A. LSM of A549 cells with down-regulated β- or γ-actins with β-actin (green), γ-actin (purple), cofilin1 (red) or DAPI (blue) immunofluorescent staining. Scale bars represent 10 μm. B. WB analysis of A549 cells with down-regulated β- or γ-actins. Graphs represent relative protein levels (Mean ± SD). C. Cofilin1 immunoprecipitation analysis of A549 cells with down-regulated β- or γ-actins. D. Cofilin1/γ-actin PLA analysis of A549 cells with down-regulated β- or γ-actins. Scale bar represents 10 μm. Graph represents relative fluorescence intensity (Mean ± SD).

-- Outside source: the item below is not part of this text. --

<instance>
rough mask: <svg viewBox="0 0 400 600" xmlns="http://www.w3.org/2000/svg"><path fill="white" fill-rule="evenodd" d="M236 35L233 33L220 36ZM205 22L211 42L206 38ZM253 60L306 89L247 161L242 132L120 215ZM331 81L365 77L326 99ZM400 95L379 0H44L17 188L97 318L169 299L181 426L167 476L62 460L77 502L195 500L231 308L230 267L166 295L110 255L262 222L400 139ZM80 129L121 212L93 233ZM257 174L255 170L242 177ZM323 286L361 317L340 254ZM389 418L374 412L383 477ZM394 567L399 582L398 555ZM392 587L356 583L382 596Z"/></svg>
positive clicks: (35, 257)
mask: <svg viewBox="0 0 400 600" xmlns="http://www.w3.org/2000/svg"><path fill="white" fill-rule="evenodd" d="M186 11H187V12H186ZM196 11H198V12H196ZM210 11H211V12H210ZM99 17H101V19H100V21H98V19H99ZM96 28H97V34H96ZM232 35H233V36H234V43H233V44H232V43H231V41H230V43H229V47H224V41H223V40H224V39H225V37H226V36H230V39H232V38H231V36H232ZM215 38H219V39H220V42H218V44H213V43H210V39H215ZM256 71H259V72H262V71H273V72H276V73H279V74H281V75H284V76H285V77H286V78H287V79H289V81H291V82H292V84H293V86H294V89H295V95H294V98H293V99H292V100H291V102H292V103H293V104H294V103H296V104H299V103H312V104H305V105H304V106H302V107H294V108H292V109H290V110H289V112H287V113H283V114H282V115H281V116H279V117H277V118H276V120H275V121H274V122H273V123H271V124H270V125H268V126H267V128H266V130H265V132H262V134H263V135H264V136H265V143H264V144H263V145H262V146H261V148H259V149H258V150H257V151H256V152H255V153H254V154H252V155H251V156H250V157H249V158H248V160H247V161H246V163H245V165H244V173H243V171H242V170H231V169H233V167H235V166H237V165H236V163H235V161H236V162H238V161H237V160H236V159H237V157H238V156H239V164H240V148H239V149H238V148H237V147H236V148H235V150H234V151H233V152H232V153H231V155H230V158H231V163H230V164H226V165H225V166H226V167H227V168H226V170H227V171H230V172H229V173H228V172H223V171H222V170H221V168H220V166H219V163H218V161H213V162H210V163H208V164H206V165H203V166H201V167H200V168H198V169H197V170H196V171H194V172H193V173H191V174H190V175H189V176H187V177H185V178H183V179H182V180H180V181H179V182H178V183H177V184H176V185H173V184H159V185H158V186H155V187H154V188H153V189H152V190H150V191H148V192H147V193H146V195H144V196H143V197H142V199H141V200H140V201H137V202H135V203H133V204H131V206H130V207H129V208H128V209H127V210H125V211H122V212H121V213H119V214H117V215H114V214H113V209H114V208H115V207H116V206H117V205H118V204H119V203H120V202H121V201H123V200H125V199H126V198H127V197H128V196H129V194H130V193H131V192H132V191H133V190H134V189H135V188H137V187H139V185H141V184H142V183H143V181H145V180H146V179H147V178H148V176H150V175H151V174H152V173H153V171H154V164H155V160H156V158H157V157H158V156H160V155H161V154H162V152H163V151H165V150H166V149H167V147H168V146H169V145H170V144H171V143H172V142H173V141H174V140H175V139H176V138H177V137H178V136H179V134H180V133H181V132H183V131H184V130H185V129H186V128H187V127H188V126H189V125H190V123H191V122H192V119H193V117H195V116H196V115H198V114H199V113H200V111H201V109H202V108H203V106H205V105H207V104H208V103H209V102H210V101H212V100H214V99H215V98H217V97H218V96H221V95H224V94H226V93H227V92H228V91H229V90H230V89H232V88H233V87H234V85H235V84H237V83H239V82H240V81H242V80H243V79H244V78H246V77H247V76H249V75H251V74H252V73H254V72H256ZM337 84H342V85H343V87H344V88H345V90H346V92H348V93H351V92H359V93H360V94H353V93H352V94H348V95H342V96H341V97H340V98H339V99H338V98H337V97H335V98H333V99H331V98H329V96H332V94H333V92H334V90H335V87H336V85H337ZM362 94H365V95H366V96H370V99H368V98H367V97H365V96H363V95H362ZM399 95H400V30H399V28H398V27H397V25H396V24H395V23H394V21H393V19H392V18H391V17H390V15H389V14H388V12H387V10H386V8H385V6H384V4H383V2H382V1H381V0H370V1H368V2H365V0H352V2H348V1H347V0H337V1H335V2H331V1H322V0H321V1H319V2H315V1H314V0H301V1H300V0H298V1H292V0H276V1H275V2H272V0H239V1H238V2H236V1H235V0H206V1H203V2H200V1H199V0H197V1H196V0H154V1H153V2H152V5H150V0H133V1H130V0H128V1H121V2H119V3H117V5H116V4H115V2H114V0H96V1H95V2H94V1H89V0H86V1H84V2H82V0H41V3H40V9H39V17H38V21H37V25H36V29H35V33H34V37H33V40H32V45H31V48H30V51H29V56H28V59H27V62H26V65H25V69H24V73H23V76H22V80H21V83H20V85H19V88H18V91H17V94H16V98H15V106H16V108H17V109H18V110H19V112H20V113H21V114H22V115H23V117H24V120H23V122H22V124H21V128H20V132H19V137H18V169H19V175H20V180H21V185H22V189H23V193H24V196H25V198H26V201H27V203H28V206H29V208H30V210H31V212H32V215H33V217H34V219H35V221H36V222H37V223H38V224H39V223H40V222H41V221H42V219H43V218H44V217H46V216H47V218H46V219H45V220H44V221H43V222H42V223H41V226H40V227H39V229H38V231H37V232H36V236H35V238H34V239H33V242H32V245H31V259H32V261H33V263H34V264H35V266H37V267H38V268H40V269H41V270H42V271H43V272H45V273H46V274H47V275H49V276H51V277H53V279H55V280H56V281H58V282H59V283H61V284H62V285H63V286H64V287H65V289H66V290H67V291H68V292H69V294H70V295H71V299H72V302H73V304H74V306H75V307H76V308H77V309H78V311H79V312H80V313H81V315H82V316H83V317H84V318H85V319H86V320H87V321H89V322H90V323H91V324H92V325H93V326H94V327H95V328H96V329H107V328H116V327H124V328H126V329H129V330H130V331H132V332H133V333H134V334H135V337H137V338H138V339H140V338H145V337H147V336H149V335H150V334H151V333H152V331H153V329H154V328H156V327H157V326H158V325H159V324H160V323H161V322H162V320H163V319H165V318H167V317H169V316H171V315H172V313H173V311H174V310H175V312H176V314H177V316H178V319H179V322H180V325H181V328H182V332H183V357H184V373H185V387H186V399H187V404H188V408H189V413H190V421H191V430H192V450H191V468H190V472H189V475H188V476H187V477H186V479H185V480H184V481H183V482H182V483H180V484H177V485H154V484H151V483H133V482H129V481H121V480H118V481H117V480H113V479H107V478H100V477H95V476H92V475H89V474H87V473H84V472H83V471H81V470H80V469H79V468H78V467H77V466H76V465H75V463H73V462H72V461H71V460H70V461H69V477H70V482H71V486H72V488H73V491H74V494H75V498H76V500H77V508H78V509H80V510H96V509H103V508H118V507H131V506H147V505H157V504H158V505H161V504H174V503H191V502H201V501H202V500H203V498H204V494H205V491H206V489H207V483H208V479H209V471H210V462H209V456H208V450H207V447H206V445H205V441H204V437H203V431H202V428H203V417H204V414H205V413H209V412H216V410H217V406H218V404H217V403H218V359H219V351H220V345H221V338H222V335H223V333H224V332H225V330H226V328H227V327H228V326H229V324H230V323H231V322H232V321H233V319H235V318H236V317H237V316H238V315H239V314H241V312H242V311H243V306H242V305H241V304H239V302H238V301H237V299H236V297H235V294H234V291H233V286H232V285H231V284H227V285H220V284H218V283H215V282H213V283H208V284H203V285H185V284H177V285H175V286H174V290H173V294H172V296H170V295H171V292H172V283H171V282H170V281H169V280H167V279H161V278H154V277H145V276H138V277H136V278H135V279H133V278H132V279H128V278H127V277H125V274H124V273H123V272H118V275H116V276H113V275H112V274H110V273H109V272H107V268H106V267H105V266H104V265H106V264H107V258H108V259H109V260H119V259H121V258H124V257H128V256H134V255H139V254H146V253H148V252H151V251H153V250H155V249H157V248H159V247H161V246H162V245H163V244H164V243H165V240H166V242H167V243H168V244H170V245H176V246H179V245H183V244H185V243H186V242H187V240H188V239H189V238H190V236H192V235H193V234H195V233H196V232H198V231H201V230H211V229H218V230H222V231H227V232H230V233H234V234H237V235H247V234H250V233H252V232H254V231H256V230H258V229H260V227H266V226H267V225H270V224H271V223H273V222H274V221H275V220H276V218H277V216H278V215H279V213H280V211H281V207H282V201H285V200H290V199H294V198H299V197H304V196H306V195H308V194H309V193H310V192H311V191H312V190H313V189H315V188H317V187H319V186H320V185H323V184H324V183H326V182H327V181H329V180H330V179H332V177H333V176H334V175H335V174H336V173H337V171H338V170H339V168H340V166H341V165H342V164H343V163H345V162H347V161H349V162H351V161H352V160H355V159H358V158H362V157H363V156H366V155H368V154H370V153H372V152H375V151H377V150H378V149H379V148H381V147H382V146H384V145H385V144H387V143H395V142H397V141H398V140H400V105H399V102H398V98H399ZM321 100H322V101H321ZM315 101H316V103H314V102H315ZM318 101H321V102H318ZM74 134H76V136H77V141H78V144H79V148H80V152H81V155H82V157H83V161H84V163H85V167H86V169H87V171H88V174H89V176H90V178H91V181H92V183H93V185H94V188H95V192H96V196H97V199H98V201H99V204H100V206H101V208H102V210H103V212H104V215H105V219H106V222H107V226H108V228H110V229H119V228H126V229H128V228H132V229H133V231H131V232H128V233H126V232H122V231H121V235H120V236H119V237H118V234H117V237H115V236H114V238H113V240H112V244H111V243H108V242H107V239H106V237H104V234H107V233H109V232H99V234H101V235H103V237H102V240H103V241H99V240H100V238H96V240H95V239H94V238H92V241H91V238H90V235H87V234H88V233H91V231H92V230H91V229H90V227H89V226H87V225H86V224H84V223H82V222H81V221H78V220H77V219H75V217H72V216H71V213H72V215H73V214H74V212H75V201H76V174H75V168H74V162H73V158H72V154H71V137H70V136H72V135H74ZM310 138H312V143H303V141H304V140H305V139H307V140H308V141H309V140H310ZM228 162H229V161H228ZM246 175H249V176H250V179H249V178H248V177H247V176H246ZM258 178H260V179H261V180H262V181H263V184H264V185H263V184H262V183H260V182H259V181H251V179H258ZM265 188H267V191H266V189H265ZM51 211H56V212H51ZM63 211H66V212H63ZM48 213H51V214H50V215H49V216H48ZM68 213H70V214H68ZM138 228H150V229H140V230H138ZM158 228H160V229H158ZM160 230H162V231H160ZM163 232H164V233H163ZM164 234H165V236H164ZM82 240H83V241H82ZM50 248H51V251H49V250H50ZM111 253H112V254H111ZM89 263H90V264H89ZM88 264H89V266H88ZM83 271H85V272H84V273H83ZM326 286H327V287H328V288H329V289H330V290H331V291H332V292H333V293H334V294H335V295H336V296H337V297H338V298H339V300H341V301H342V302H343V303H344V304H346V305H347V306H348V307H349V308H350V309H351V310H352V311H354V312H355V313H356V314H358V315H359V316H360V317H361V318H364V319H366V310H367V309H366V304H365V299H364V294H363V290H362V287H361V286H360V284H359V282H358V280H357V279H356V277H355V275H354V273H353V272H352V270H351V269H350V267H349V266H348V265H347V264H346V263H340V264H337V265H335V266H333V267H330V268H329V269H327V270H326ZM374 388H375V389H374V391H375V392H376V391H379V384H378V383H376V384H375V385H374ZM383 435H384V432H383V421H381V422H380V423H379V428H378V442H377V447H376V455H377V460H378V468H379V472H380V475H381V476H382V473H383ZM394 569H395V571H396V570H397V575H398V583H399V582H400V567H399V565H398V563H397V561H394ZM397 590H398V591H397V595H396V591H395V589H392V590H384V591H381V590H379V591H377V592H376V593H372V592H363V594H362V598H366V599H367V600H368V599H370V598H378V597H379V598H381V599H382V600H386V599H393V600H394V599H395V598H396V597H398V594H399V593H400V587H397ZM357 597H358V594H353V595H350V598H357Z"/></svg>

Figure 7. γ-actin co-localizes with PP1 and regulates it

A. LSM of A549 cells with down-regulated β- or γ-actins with β-actin (green), γ-actin (purple), PP1α (red) or DAPI (blue) immunofluorescent staining. Scale bars represent 10 μm. B. WB analysis of A549 cells with down-regulated β- or γ-actins. Graphs represent relative PP1α levels (Mean ± SD). C. PP1 immunoprecipitation analysis of A549 cells with down-regulated β- or γ-actins. D. PP1α/γ-actin (upper panel) and PP1α/β-actin PLA analysis of A549 cells with down-regulated β- or γ-actins. Scale bar represents 10 μm. E. Comparative quantification of PP1α−β-/γ-actin PLA dots. Graph represents relative fluorescence intensity (Mean ± SD).

Figure 8. (SCHEME)

In cancer cells the ratio of non-muscle cytoplasmic β- and γ-actins shifts towards γ-actin predominance. γ-Actin (unlike β-actin) can interact with both structural (components of Arp2/3 and WAVE2 complexes, cofilin1 that is dispensable for movement and cellular architecture) and signaling proteins (ERK1/2, PP1). Upon malignant transformation γ-actin becomes overexpressed. The cell acquires a more mesenchymal phenotype. It becomes more invasive and grows faster both in vitro and in vivo. β-Actin predominance in a transformed cell has an opposite effect: a more “normal” epithelial phenotype, impaired invasion and growth. γ-Actin could be considered as a weak oncogene and β-actin as an anti-oncogene.